O aplicativo CmapTools também é uma das possibilidades de uso, pois este é uma ferramenta com a qual é possível elaborar esquemas conceituais e representá-los graficamente, ou seja, este recurso ajuda na construção de mapas conceituais. Os mapas conceituais, com base na teoria da aprendizagem significativa de Ausubel[2], organizam e expressam relações entre conteúdos conceituais. Os mesmos se apresentam como eficazes recursos didáticos empregados no processo educativo por se tratar de uma ferramenta para organizar o pensamento (BUZAN, 2005). Também auxiliam os alunos a estabelecer relação dos conteúdos mais abrangentes com outros, deles decorrentes ou a eles subordinados.

Neste sentido, os mapas conceituais como propostos aqui, possibilitam dinamicidade em torno dos conteúdos trabalhados, proporcionando que sejam feitas interligações entre conceitos e palavras e é esta dinamicidade que a tecnologia possibilita. Neste meio tecnológico, manter as escolas “segundo uma lógica válida para outros séculos [...] centrada na passagem de conteúdos” (MENDES, 2012, p. 18) não condiz com a realidade digital. Assim, é preciso repensar estratégias que permitam incluir recursos tecnológicos em sala de aula, adequados ao tempo presente, de modo que os alunos possam participar mais ativamente de seu processo de formação, não se limitando a absorver conteúdos repassados pelo professor.

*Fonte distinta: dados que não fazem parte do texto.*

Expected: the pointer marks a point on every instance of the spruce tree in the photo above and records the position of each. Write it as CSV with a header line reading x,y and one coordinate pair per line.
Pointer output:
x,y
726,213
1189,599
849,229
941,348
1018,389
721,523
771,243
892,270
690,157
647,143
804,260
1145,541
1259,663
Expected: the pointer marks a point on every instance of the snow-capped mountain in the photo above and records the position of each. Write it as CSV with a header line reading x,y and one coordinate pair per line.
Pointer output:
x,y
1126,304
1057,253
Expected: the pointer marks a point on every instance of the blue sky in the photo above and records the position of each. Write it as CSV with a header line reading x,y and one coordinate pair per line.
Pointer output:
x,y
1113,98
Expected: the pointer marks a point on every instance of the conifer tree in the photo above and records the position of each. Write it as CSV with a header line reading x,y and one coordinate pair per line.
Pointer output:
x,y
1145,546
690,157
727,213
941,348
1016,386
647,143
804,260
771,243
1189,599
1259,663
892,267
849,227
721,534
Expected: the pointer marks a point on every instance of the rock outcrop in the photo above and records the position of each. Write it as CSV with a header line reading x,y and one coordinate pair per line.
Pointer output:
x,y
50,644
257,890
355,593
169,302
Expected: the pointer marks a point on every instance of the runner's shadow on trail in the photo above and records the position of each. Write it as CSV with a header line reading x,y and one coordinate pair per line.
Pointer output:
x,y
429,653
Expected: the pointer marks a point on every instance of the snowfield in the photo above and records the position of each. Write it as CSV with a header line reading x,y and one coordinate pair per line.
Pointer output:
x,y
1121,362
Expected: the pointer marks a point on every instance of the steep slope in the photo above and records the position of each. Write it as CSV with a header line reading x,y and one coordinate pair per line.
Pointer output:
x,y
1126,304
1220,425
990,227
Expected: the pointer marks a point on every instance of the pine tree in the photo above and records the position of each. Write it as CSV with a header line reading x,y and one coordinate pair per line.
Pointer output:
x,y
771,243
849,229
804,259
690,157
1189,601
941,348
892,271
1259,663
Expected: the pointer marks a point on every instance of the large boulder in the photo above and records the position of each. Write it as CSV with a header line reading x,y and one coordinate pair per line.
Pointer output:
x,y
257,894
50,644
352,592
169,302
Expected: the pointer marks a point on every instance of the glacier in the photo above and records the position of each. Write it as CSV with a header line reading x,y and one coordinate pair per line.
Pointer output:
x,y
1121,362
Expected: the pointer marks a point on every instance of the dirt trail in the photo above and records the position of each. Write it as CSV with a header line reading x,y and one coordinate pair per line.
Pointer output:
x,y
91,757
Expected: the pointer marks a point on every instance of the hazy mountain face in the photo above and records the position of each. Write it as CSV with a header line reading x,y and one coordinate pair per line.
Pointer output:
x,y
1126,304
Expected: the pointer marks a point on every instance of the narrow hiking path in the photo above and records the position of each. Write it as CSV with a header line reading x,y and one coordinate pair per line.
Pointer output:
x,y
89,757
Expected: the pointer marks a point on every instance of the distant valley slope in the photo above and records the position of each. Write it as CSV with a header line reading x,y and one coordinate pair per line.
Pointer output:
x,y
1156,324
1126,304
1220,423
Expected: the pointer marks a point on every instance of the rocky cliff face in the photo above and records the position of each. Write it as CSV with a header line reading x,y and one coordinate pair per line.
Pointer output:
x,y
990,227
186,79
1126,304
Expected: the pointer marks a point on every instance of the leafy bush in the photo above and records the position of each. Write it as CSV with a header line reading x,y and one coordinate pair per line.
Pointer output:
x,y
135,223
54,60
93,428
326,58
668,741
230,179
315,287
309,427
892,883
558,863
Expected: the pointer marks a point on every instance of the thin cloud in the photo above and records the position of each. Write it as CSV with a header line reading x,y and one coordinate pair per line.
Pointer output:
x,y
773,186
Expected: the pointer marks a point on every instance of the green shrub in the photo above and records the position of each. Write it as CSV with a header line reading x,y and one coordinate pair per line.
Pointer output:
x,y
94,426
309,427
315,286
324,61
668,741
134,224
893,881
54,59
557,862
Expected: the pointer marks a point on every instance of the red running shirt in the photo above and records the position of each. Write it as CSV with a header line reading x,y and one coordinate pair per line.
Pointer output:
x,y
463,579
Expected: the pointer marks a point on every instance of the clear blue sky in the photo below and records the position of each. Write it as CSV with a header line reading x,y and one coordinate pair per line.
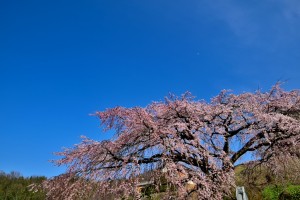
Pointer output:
x,y
63,60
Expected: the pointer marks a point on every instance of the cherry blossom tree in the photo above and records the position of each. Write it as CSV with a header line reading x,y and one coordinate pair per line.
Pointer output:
x,y
181,139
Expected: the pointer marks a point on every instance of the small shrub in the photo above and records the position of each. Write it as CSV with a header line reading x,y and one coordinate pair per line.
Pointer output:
x,y
292,192
272,192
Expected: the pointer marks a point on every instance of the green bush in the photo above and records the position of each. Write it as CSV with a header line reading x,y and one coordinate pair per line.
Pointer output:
x,y
272,192
275,192
292,192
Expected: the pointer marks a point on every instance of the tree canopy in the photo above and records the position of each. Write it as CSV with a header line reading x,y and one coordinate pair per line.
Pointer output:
x,y
183,140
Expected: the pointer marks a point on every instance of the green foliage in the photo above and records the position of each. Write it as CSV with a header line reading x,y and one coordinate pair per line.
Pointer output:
x,y
291,192
272,192
13,186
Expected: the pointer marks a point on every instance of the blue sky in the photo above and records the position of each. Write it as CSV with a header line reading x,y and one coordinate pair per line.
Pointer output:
x,y
63,60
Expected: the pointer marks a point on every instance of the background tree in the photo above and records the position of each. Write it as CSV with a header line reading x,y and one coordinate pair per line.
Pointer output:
x,y
187,141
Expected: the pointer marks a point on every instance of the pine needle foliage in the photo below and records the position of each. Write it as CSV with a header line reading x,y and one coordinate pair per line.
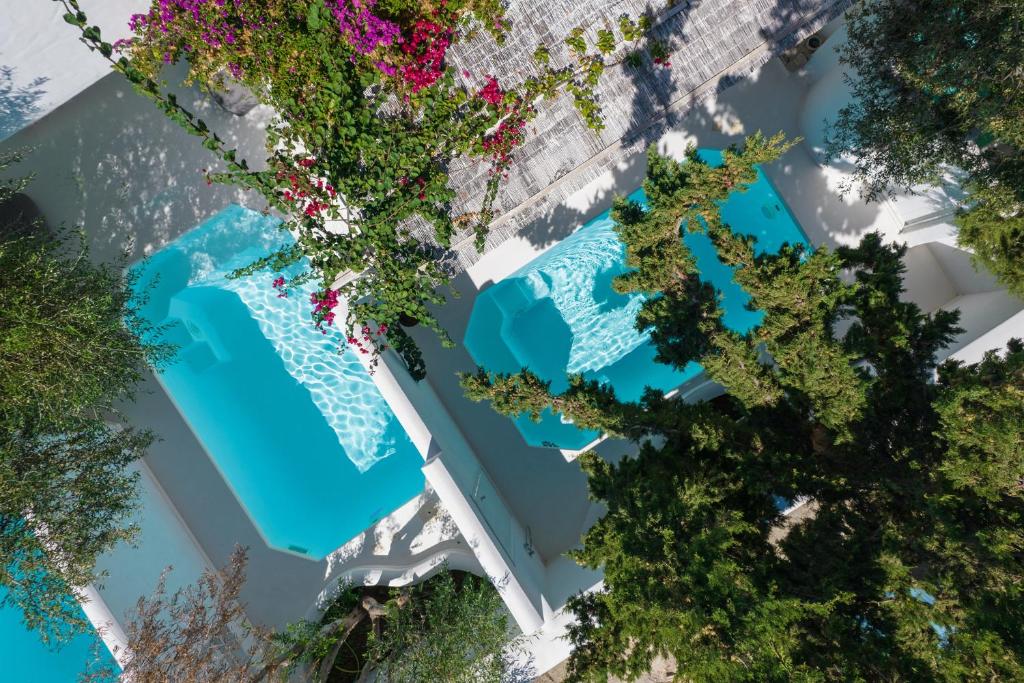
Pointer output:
x,y
906,560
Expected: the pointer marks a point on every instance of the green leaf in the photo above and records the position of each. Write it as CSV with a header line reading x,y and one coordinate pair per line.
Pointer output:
x,y
312,17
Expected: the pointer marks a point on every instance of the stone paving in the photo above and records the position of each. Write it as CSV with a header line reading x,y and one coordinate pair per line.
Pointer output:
x,y
713,44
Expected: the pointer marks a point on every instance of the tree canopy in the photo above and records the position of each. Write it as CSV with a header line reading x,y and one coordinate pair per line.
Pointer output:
x,y
905,560
70,348
938,84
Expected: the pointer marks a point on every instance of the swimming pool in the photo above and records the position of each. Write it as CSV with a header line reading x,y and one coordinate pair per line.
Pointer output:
x,y
299,432
558,314
29,660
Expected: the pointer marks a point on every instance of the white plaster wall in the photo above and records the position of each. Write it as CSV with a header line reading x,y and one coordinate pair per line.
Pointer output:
x,y
995,338
163,541
111,162
43,62
926,283
980,313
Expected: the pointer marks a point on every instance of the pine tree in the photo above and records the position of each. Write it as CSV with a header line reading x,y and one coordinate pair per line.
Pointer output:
x,y
71,346
906,560
938,84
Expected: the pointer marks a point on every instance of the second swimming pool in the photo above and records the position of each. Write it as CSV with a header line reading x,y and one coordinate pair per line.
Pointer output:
x,y
558,314
299,431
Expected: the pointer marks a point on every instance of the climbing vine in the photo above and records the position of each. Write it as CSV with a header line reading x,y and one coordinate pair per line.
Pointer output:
x,y
369,119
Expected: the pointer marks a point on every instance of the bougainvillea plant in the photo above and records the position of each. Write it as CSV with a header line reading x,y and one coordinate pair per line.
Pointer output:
x,y
370,117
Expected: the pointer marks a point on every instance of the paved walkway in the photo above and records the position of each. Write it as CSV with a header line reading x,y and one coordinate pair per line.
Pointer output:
x,y
713,43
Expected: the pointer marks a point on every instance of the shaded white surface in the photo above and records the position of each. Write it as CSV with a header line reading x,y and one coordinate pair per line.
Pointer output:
x,y
44,61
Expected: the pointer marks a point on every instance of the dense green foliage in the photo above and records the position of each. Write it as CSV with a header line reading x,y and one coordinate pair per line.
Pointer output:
x,y
452,628
70,349
906,561
370,120
938,84
448,632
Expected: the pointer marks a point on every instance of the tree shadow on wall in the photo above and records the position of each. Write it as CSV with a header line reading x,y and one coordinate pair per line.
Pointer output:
x,y
18,103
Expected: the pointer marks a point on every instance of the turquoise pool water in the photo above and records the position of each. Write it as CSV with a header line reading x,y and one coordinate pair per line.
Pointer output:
x,y
558,314
26,659
299,431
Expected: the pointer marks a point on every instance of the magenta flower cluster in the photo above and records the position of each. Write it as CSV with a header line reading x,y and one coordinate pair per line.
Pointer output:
x,y
492,92
324,304
216,23
360,28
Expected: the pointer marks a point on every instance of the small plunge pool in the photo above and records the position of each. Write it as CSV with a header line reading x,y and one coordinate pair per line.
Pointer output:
x,y
558,313
300,432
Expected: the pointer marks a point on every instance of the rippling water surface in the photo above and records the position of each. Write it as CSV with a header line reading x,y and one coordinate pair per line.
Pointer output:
x,y
299,431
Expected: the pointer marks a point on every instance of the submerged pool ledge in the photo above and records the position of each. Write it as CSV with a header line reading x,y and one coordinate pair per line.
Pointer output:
x,y
291,418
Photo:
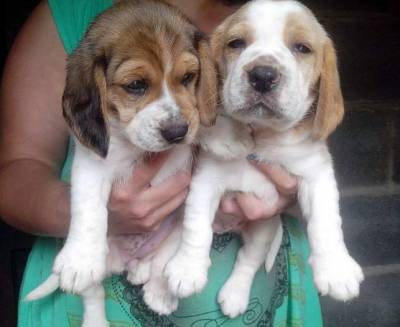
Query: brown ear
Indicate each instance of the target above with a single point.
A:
(330, 108)
(84, 101)
(207, 93)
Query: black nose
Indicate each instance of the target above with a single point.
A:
(174, 132)
(264, 78)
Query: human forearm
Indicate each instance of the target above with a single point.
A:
(33, 199)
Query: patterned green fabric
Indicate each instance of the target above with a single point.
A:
(284, 297)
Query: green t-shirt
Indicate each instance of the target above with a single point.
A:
(284, 297)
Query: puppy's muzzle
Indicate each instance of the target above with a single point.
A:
(174, 131)
(264, 79)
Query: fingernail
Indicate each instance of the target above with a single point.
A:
(252, 157)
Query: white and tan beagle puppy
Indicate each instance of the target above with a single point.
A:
(141, 81)
(279, 88)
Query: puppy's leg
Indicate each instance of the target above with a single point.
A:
(234, 295)
(187, 271)
(94, 314)
(82, 261)
(335, 271)
(156, 292)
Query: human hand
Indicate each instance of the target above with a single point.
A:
(248, 206)
(135, 206)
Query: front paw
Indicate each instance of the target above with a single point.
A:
(187, 275)
(158, 297)
(80, 268)
(337, 275)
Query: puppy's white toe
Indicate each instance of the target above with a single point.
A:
(187, 276)
(78, 270)
(232, 300)
(139, 272)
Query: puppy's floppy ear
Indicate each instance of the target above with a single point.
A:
(84, 99)
(330, 108)
(206, 93)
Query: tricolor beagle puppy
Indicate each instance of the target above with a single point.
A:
(279, 88)
(141, 81)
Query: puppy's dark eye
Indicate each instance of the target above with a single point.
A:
(237, 43)
(301, 48)
(137, 87)
(187, 78)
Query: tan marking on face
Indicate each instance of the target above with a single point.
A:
(319, 69)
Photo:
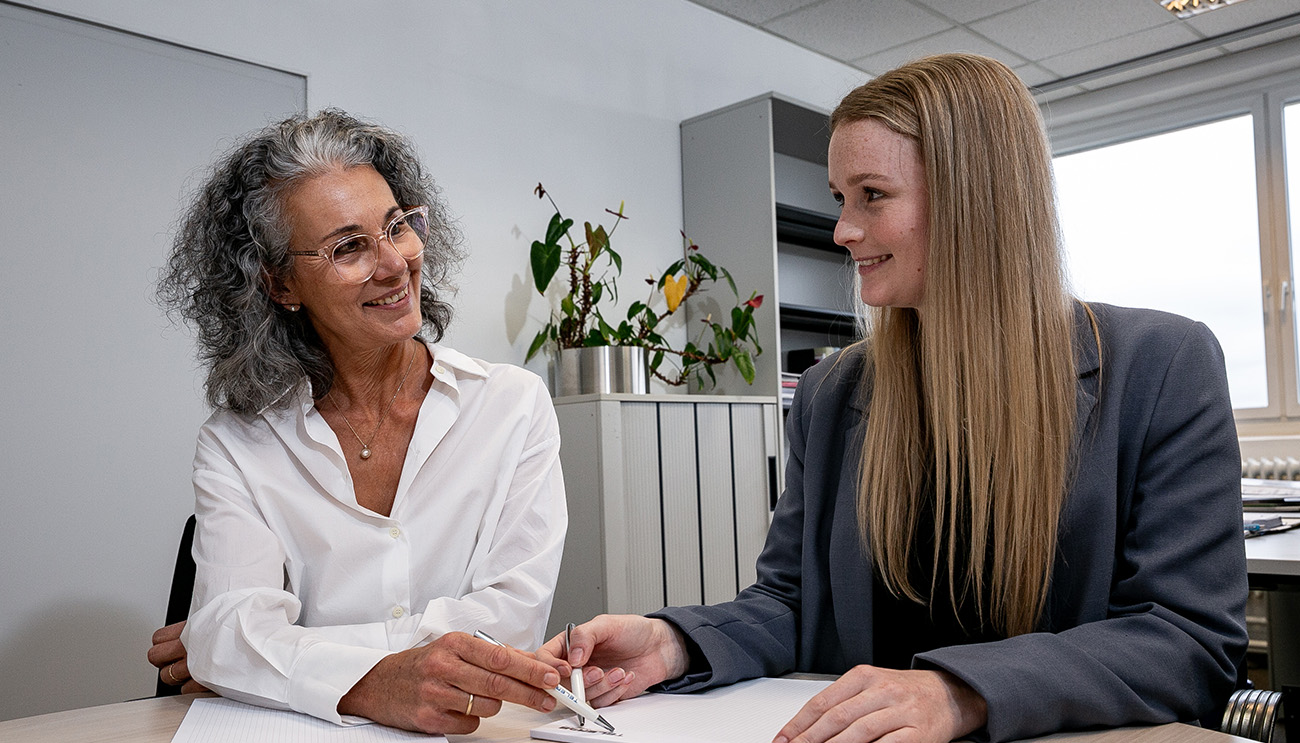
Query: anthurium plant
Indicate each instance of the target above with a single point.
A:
(589, 286)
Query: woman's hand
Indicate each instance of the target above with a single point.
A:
(623, 655)
(168, 656)
(874, 703)
(449, 683)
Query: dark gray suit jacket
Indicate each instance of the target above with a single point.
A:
(1145, 612)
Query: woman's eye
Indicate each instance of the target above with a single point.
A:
(349, 247)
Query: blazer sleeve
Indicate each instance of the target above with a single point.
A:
(1173, 630)
(755, 634)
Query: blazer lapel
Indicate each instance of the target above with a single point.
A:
(850, 566)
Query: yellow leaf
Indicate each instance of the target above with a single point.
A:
(674, 289)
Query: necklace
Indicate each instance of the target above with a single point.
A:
(365, 447)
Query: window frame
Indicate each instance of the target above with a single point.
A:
(1170, 101)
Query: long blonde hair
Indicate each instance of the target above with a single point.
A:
(975, 396)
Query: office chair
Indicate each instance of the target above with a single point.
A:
(1251, 712)
(182, 589)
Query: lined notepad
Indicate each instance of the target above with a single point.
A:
(740, 713)
(225, 721)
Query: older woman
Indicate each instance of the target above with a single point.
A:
(1008, 512)
(364, 495)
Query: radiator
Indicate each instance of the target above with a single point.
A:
(1270, 468)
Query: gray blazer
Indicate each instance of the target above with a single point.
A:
(1145, 616)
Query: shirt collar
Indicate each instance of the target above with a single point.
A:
(445, 366)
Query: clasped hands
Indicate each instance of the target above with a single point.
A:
(624, 655)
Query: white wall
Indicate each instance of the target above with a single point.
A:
(583, 95)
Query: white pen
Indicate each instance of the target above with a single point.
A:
(560, 694)
(576, 677)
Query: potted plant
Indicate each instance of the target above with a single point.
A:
(589, 290)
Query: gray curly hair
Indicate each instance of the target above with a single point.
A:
(234, 237)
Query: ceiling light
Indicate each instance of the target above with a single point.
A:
(1188, 8)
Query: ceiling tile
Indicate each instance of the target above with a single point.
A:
(1279, 35)
(1049, 27)
(1242, 14)
(967, 11)
(754, 11)
(1204, 55)
(1034, 74)
(853, 29)
(950, 40)
(1118, 50)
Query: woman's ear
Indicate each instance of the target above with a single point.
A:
(281, 292)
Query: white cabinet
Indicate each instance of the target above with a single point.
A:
(670, 499)
(755, 200)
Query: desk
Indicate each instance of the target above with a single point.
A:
(1273, 559)
(156, 720)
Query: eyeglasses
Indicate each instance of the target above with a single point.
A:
(356, 257)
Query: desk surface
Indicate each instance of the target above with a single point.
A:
(1273, 554)
(156, 720)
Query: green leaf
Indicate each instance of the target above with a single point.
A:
(545, 261)
(745, 365)
(558, 227)
(606, 331)
(538, 340)
(597, 239)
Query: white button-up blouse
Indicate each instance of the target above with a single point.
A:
(299, 591)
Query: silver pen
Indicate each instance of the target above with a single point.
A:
(560, 694)
(576, 677)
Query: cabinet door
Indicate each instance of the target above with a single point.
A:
(642, 543)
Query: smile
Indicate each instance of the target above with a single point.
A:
(390, 299)
(866, 263)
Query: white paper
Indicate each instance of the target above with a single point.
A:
(746, 712)
(225, 721)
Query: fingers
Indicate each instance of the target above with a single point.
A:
(174, 673)
(492, 672)
(168, 633)
(553, 655)
(616, 686)
(165, 654)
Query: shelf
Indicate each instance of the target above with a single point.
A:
(818, 320)
(806, 227)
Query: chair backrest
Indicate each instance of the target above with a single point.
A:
(182, 590)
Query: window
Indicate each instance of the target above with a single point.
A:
(1171, 222)
(1187, 201)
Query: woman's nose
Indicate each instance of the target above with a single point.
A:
(846, 233)
(391, 263)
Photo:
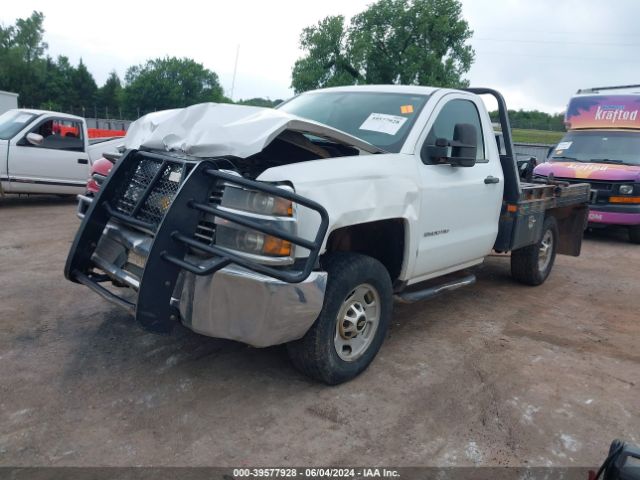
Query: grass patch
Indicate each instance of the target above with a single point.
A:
(521, 135)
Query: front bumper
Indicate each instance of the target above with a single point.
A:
(615, 214)
(169, 274)
(241, 305)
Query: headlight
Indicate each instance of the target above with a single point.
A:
(250, 241)
(626, 189)
(256, 202)
(277, 211)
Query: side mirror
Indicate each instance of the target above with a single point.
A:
(35, 139)
(463, 148)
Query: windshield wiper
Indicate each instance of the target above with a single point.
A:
(605, 160)
(562, 157)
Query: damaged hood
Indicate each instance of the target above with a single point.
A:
(213, 129)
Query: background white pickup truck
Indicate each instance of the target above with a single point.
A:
(300, 225)
(47, 152)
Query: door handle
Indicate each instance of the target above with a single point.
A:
(491, 179)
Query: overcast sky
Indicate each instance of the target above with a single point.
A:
(537, 52)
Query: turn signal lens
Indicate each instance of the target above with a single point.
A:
(626, 189)
(624, 199)
(276, 247)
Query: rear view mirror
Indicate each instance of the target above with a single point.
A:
(35, 139)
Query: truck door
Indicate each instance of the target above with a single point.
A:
(460, 206)
(59, 165)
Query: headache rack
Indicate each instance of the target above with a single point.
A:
(172, 202)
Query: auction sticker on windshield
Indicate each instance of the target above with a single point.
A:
(383, 123)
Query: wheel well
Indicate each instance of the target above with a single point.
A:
(383, 240)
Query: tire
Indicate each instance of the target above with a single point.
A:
(532, 265)
(356, 285)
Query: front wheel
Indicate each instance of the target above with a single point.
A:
(353, 322)
(532, 265)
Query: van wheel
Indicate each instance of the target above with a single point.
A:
(353, 322)
(532, 264)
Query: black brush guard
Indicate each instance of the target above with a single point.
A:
(173, 233)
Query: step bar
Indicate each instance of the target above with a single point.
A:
(435, 290)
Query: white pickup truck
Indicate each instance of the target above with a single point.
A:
(47, 152)
(301, 225)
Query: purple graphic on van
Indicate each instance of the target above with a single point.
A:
(600, 111)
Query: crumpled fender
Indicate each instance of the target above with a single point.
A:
(356, 190)
(211, 130)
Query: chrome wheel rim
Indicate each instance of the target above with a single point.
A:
(357, 322)
(546, 249)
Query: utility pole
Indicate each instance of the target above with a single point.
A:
(235, 70)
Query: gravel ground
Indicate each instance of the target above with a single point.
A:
(494, 374)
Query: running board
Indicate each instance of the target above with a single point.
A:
(434, 290)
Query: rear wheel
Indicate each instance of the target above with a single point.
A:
(352, 324)
(532, 264)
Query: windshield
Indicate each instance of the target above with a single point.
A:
(12, 122)
(380, 118)
(599, 147)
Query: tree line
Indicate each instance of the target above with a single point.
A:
(55, 84)
(410, 42)
(533, 119)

Diante deste contexto, foram escolhidos alguns softwares, os quais serão apresentados por considerar que podem auxiliar os alunos em suas aprendizagens. Destaca-se que embora esta sequência didática tenha o intuito de ser um guia para orientar atividades relacionadas ao tema “seres vivos”, cabe ao professor traçar seus objetivos e planejar as aulas, de acordo com sua realidade e possibilidade de usar tais recursos tecnológicos.

3. Caminhos metodológicos e softwares selecionados

Falar no uso de tecnologias na escola muitas vezes requer que se observe em relação ao preparo e condições do professor. É inegável que, muitos deles, não tiveram em sua formação inicial orientações de como utilizar as ferramentas digitais em suas aulas e por isso também podem se mostrar inseguros para realizar práticas envolvendo estes recursos. É preciso lembrar, que

o professor desempenha um papel determinante na gestão da sala de aula. A utilização das tecnologias disponíveis veio lançar novos desafios e, simultaneamente, vários dilemas – gerir e colocar ao serviço das aprendizagens uma infinidade de materiais e recursos tecnológicos. O papel do professor no século XXI é incomparavelmente mais exigente do que o do professor do século passado (AMADO; CARREIRA, 2015, p. 13).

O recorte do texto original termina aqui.